We'll discuss business continuity, which seeks continuous operation of the business no matter what's happening in the outside world, and disaster recovery, which seeks to restore service after an acute event, in the unified context of business availability. It's a top priority by any measure, yet there's an incredible amount of dysfunction. Too often, infrastructure teams get put in sole charge of provisioning and testing disaster recovery. But unless the application team is involved, you don't know if your test worked. "The login screen came up, but we didn't bother to log in," sounds suspiciously like, "The operation was a success, but the patient may have died."

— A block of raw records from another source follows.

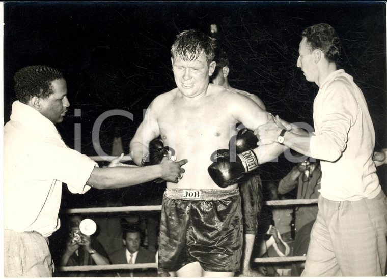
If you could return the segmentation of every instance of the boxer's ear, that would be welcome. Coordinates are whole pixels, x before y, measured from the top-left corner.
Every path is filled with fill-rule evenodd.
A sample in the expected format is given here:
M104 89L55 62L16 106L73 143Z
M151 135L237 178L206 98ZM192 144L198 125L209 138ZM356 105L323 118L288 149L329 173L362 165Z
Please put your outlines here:
M225 66L223 67L223 77L227 77L227 76L229 75L229 73L230 73L230 68L227 66Z
M322 51L319 49L315 49L312 54L313 55L313 61L314 61L315 64L318 63L321 60L321 57L324 55Z
M28 104L30 107L32 107L36 110L40 110L42 109L42 106L40 104L40 98L36 96L34 96L28 102Z

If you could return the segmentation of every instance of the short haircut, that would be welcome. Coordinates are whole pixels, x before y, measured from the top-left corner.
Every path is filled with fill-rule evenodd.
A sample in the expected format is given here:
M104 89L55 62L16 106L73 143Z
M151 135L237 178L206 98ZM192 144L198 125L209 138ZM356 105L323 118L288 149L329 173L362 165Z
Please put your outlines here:
M125 226L122 228L122 238L125 240L126 239L126 235L127 234L136 232L139 233L140 238L142 239L143 234L142 233L141 230L137 226L135 225Z
M34 96L46 99L53 93L51 82L63 78L63 74L53 68L40 65L24 67L13 77L16 98L24 104Z
M177 36L171 53L174 59L179 55L184 61L194 61L203 51L209 65L214 60L215 49L215 38L196 30L186 30Z
M306 28L301 36L307 38L311 51L319 49L329 62L337 63L340 54L340 40L329 24L320 23Z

Because disaster recovery testing is a time-intensive, expensive, and scary process, unless the CIO gets personally involved and insists that all hands get on deck, systems don't get tested, or the exercise involves not much more than three guys and a pizza. That means we're rolling the dice, every day. Our latest InformationWeek Backup Technologies Survey of more than 430 business technology professionals, all involved with their organizations' backup systems, shows just 23% are extremely confident they could get the business up and running again in a reasonable time frame after a major disaster that takes out the main data center. Asked how frequently they conduct test restores of data or applications, the No. 1 answer is "once in a while." Fourteen percent admit they've never tested their restore process for some applications (10%) or at all (4%).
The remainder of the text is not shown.